Figure 4. Relationship of composite score to fibrosis in the Discovery set (A), ROC curve analysis of the composite score in the Discovery set (B) and the Validation set (C) and the predicted and observed number of transplant recipients with fibrosis for each sextile of the composite score within the Discovery and Validation sets (D)

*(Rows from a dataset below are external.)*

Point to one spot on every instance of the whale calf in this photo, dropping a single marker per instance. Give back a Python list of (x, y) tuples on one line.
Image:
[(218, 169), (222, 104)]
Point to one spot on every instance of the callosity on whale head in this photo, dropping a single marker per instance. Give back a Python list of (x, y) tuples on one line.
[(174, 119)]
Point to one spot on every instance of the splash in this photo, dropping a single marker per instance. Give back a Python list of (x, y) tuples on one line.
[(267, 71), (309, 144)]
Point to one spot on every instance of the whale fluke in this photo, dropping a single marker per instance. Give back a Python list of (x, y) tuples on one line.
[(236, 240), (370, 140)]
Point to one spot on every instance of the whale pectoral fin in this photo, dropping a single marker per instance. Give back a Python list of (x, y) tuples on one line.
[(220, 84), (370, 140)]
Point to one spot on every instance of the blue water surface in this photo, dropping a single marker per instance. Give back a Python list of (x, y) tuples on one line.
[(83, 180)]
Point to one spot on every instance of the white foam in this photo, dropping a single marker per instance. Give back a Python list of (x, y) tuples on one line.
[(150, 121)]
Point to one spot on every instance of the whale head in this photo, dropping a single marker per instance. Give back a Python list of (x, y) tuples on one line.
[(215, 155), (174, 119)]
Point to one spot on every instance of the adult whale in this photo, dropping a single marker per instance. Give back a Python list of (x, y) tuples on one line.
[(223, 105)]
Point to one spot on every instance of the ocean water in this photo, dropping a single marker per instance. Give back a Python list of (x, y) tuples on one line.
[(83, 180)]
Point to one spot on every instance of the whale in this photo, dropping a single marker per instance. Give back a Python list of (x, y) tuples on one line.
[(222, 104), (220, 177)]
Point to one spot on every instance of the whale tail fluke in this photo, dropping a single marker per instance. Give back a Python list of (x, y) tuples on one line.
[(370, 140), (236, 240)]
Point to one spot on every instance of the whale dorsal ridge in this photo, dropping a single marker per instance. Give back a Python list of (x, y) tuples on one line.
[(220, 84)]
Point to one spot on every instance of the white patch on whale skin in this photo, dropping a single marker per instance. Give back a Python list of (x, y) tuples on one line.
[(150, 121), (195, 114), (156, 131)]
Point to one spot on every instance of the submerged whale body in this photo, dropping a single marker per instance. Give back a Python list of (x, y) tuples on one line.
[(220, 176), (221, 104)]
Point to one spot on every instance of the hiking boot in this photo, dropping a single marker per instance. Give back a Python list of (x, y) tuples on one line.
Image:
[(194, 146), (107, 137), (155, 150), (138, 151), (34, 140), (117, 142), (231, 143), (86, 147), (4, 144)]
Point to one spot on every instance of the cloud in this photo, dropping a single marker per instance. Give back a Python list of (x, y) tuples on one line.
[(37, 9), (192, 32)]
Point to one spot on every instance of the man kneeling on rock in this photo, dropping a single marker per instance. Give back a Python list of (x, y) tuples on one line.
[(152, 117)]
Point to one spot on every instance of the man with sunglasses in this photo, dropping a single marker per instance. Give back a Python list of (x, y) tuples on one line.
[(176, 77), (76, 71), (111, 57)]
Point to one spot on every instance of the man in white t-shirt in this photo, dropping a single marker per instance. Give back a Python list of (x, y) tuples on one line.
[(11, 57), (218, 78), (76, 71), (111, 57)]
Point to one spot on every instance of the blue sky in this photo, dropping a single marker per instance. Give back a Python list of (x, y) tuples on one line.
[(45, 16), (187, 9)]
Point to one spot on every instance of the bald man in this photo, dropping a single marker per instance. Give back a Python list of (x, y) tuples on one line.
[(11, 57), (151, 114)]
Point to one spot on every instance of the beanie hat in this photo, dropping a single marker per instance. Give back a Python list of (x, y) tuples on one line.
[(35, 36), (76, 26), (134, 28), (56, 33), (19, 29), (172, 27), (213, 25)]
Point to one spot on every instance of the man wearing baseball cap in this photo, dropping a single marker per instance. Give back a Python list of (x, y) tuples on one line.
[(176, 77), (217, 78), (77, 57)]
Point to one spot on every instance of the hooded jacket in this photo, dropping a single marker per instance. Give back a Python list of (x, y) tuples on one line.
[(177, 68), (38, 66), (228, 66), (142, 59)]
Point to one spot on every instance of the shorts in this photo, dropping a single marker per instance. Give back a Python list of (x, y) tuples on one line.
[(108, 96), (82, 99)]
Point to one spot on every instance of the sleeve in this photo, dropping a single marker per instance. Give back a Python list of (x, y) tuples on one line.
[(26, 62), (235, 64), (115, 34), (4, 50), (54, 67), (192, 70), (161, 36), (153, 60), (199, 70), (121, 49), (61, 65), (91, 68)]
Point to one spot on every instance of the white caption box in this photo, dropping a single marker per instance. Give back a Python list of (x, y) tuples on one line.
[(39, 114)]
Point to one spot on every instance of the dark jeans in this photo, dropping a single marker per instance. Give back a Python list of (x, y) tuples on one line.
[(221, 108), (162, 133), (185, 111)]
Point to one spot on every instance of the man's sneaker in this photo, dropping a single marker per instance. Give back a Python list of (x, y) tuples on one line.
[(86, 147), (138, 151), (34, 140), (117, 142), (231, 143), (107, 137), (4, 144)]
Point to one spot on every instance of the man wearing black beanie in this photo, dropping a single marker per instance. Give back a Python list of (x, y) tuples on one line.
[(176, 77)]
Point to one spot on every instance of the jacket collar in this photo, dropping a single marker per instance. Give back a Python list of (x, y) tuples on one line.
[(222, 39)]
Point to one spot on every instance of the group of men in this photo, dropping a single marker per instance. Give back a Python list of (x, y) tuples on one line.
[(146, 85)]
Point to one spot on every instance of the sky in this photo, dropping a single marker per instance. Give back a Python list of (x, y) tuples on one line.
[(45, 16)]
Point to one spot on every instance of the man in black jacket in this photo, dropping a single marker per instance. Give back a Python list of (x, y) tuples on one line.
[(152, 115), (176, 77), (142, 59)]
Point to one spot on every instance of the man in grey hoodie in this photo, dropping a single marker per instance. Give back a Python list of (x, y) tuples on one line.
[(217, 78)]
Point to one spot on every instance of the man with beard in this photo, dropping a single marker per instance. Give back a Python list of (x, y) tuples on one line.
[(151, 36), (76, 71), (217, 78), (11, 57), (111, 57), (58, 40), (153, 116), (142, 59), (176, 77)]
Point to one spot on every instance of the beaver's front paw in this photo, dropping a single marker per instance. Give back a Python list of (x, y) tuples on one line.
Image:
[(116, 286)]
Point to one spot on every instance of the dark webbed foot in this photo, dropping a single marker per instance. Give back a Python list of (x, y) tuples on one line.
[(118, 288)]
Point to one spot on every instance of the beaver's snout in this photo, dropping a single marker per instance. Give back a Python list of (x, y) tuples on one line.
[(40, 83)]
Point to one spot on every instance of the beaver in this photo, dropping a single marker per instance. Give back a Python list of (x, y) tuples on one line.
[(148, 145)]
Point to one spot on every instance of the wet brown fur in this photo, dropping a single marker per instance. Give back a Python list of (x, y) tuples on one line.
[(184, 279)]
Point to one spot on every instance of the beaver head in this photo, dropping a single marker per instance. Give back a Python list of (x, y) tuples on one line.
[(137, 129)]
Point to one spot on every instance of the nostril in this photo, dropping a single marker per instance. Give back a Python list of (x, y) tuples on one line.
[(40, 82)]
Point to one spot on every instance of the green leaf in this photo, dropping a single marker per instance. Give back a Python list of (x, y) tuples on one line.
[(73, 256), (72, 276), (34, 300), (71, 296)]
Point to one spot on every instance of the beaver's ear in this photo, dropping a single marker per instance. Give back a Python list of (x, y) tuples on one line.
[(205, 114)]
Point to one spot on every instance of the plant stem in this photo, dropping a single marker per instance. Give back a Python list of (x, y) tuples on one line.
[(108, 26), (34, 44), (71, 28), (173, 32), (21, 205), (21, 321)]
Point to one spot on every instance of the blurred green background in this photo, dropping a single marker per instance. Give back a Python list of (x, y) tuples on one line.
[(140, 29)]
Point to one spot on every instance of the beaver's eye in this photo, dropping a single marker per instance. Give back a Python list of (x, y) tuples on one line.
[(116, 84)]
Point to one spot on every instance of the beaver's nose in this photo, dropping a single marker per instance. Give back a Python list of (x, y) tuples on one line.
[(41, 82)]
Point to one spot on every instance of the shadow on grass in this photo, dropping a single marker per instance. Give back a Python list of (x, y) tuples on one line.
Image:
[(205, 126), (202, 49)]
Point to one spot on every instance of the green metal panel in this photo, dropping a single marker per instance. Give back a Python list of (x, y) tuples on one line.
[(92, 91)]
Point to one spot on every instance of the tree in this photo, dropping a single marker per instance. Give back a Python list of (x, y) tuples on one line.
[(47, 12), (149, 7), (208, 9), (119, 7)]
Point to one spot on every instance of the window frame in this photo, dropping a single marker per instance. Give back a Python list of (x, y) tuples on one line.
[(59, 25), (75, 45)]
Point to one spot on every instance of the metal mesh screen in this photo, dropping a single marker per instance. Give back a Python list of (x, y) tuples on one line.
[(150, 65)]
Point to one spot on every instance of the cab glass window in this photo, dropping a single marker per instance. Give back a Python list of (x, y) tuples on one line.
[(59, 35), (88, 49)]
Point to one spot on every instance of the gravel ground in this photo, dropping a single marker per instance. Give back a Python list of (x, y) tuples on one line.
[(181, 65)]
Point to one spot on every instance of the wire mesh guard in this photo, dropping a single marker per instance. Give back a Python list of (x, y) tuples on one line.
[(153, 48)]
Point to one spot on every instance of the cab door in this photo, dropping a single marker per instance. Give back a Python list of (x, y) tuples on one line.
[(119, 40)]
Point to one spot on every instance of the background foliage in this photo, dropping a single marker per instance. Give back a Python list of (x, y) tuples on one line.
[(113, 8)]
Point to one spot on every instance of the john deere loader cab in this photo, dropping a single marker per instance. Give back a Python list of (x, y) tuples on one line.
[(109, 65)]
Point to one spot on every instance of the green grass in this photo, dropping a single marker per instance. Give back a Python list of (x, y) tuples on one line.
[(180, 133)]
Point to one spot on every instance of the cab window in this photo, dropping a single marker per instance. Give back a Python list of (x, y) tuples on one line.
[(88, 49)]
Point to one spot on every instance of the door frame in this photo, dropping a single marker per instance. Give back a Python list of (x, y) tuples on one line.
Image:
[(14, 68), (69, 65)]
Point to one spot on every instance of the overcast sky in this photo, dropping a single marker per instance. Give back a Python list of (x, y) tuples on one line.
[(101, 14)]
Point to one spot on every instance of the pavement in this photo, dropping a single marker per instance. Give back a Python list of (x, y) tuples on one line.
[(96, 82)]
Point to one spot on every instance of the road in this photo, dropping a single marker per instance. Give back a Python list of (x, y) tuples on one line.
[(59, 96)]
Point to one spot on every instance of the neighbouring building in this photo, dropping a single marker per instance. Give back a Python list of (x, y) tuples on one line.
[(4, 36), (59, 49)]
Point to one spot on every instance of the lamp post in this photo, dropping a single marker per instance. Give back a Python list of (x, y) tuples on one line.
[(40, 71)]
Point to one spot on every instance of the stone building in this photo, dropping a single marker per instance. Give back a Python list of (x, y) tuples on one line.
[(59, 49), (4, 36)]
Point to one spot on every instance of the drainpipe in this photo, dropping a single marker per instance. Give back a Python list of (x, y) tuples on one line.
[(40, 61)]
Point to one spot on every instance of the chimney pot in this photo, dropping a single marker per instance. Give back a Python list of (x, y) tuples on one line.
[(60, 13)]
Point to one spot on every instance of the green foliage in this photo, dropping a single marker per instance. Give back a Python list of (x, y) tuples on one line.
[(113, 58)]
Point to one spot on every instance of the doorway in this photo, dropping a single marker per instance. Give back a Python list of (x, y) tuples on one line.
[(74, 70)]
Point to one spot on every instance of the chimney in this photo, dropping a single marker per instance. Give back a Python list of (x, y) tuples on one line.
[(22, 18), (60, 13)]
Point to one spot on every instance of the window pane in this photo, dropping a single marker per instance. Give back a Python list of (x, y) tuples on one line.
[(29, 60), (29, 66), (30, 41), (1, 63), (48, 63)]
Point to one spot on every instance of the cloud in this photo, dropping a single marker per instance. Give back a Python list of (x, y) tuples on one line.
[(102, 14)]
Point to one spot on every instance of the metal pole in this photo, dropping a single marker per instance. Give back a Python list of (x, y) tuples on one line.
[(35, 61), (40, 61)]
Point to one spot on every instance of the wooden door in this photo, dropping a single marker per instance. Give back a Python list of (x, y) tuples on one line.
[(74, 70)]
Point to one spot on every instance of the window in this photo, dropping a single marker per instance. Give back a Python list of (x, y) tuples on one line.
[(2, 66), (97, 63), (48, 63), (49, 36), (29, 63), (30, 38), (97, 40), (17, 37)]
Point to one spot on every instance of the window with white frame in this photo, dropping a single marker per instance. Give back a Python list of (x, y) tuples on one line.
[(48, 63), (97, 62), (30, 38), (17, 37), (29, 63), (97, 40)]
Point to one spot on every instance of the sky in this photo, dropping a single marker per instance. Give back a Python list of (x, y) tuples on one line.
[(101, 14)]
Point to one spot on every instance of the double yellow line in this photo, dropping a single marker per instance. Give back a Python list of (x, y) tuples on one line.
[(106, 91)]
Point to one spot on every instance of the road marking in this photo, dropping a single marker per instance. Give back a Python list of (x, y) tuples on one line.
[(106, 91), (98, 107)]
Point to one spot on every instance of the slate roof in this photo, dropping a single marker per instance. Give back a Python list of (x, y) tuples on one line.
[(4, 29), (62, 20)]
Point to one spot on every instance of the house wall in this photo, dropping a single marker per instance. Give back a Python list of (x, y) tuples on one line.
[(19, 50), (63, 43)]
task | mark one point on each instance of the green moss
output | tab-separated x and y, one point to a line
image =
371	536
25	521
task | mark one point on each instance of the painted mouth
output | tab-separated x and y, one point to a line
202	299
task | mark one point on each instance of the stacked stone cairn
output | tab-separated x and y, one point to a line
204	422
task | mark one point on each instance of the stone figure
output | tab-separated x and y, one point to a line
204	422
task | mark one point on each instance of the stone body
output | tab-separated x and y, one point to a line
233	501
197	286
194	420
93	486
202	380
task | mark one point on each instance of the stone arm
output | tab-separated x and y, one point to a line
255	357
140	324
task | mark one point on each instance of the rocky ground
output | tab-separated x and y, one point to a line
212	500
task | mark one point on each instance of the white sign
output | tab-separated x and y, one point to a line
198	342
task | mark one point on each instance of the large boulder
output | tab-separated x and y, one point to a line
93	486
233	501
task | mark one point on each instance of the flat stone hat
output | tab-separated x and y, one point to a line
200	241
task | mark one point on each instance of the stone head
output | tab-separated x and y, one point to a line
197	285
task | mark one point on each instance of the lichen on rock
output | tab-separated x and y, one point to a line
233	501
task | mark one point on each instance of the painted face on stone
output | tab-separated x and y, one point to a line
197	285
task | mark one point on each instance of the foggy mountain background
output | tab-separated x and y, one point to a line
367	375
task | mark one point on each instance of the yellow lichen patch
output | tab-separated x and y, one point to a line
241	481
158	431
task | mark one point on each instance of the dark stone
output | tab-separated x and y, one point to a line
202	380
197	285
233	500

To predict fibrosis in the Discovery set, a composite score was calculated based on a logistic model, from vimentin mRNA, NKCC2 mRNA and E cadherin mRNA as well as the 18S rRNA in urine samples obtained from the 32 subjects with biopsy-confirmed fibrosis and 44 subjects with stable graft function and normal allograft biopsy. The composite score predicted fibrosis with high accuracy. (A) Figure shows the predicted probability of fibrosis (Y-axis) as a logistic function of the composite score (X-axis). The blue band represents the 95% confidence interval of the model. (B) Figure shows the receiver-operating-characteristic curve for the diagnosis of fibrosis using the composite score. The model had an area under the curve of 0.95 (95%CI: 0.90 to 0.99, P<0.0001). At a cut-point or 4.5, fibrosis was diagnosed with a specificity of 84.1% (95%CI: 73.3 to 94.9%) and a sensitivity of 93.8% (95%CI: 85.4 to 99.9%). The final prediction equation derived from the Discovery set was used to calculate the predicted probability of fibrosis in the Validation set of 38 kidney transplant recipients; 16 with biopsy-confirmed fibrosis and 22 with stable graft function and normal allograft biopsy. (C) Figure shows the receiver-operating characteristic curve of the composite score (applying the equation from Figure 3, Panel D to the urinary cell mRNA levels of vimentin, NKCC2 and E-cadherin and 18S rRNA level of those in the Validation set) for the diagnosis of fibrosis. The area under the curve for the diagnosis of fibrosis in the Validation set was 0.89 (95%CI: 0.78 to 0.99, P<0.0001). At the composite score cut-point of 4.5 derived from the Discovery set, fibrosis was diagnosed in the Validation set with a specificity of 77.3% (95%CI: 59.8 to 94.8%) and a sensitivity of 87.5% (95% CI: 71.3 to 99.9%). (D) Figure shows the predicted and observed number of transplant recipients with fibrosis for each sextile of the composite score within the Discovery and Validation sets.